Avec toutes les problématiques et incertitudes que nous avons évoquées précédemment, il serait légitime de se dire que l’on atteint un seuil insoutenable de population et qu’il faut prendre à l’image de la Chine il y a peu de temps encore des mesures visant à limiter les flux démographiques (cf la politique de l’enfant unique). 

Cependant, comme nous l’avons évoqué précédemment, les problématiques liées à la démographie nécessitent une réponse nuancée. En effet, il n’y a pas que du mauvais dans cette croissance démographique et nous ne sommes pas forcément condamnés à restreindre les flux démographiques. La solution à ces problématiques démographiques réside pour beaucoup dans les innovations et le progrès technique. Pour répondre aux lois de population malthusiennes évoquées plus haut, Malthus avait commis une erreur importante dans son analyse. Avec la Révolution Industrielle et les innovations qui l’ont accompagnée, la production agricole a pu être décuplée pour subvenir aux besoins d’une population toujours plus nombreuse. C’est toujours le cas aujourd’hui, avec le progrès agricole, ce secteur qui ne représente que 4% du total des emplois permet de nourrir l’entièreté de notre pays.

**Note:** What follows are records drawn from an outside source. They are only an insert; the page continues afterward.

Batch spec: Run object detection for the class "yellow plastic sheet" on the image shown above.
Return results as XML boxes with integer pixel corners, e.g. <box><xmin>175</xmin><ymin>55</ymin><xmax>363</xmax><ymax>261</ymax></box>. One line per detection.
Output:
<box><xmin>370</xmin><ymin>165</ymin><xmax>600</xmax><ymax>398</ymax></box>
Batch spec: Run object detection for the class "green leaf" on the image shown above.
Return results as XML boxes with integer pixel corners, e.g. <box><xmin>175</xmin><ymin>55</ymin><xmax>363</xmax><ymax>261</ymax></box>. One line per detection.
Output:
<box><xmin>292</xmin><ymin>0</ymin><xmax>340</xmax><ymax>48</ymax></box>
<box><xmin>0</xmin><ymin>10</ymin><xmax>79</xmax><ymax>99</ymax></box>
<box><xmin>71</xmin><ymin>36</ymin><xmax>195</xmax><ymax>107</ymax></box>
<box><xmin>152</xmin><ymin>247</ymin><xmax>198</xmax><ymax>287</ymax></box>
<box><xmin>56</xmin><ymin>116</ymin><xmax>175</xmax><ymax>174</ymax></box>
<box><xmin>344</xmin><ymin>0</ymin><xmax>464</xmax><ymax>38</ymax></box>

Ainsi, les famines ont pu être définitivement écartées et la population a pu croître. 

De plus, d’autres arguments viennent étayer l’idée que nous ne sommes pas trop nombreux. C’est le cas de l’économiste Ester Boserup qui a démontré qu’une hausse démographique exerçait une pression créatrice, ainsi plus de population signifie plus de “génies” donc plus d’innovations susceptibles de répondre aux enjeux environnementaux notamment. Les techno-optimistes sont ainsi d’accord pour dire que dans le modèle IPAT, une baisse du facteur T (i.e., les émissions de CO2) par les innovations permettrait de faire baisser I (i.e., l’impact environnemental) tout en conservant à leur niveau les facteurs A (niveau de vie) et P (niveau de population). De plus, une croissance démographique signifie aussi une croissance économique tout court avec l’extension des marchés et une hausse de la demande, c’est le cas en Inde et en Chine par exemple avec des classes moyennes désireuses d’accéder à la société de consommation. Plus de personnes c’est aussi plus de main d’œuvre, on pense ici à la fameuse phrase de Mao “Un homme c’est une bouche à nourrir mais c’est aussi surtout des bras”.

Le problème du vieillissement peut lui aussi être nuancé. D’une part, la population mondiale tend à se rajeunir grâce en grande partie à la croissance démographique africaine qui vient largement compenser le vieillissement des populations des pays développés dans le contexte d’une économie globalisée. D’autre part, ce serait se tromper que de dire que les personnes âgées sont inactives économiquement parlant. En effet, de nombreuses études ont montrés que les générations les plus vielles appréhendaient de mieux en mieux le progrès technologique. De plus, les personnes âgées sont aussi indirectement responsables des perspectives de croissance future. En effet, le concept de “silver economy” tend à se développer de plus en plus. Les personnes âgées requièrent des biens et services adaptés, il y a donc une demande forte, ce qui pousse en définitive les entreprises à y répondre et à employer de la main d’œuvre pour produire. Enfin, le vieillissement de la population est aussi indirectement responsable de l’accélération de la robotisation et de l’algorithmisation dans les pays développés afin de combler le déficit de main d’œuvre. Cela a donc un impact positif sur la croissance économique. 

Conclusion

Pour conclure, il est assez difficile d’apporter une réponse simple à un problème si complexe. La démographie dépend d’énormément de facteurs et de caractéristiques propres aux pays. De plus, la question reste encore aujourd’hui assez taboue, elle n’est presque pas abordée par les décideurs, tout simplement parce qu’il est compliqué de venir dire aux nouvelles générations (et donc aux nouveaux électeurs) qu’ils ne pourront peut-être pas avoir d’enfants et construire une famille à l’avenir pour préserver notre planète. Ce sujet autour de la démographie a au moins le mérite de mettre en lumière la complexité de la notion de bien commun. Pour conclure, nous pourrions donc dire comme Alfred Sauvy que “chaque pays doit trouver son optimum de population” et qu’il est difficile d’apporter une réponse universelle à la question sommes-nous trop nombreux.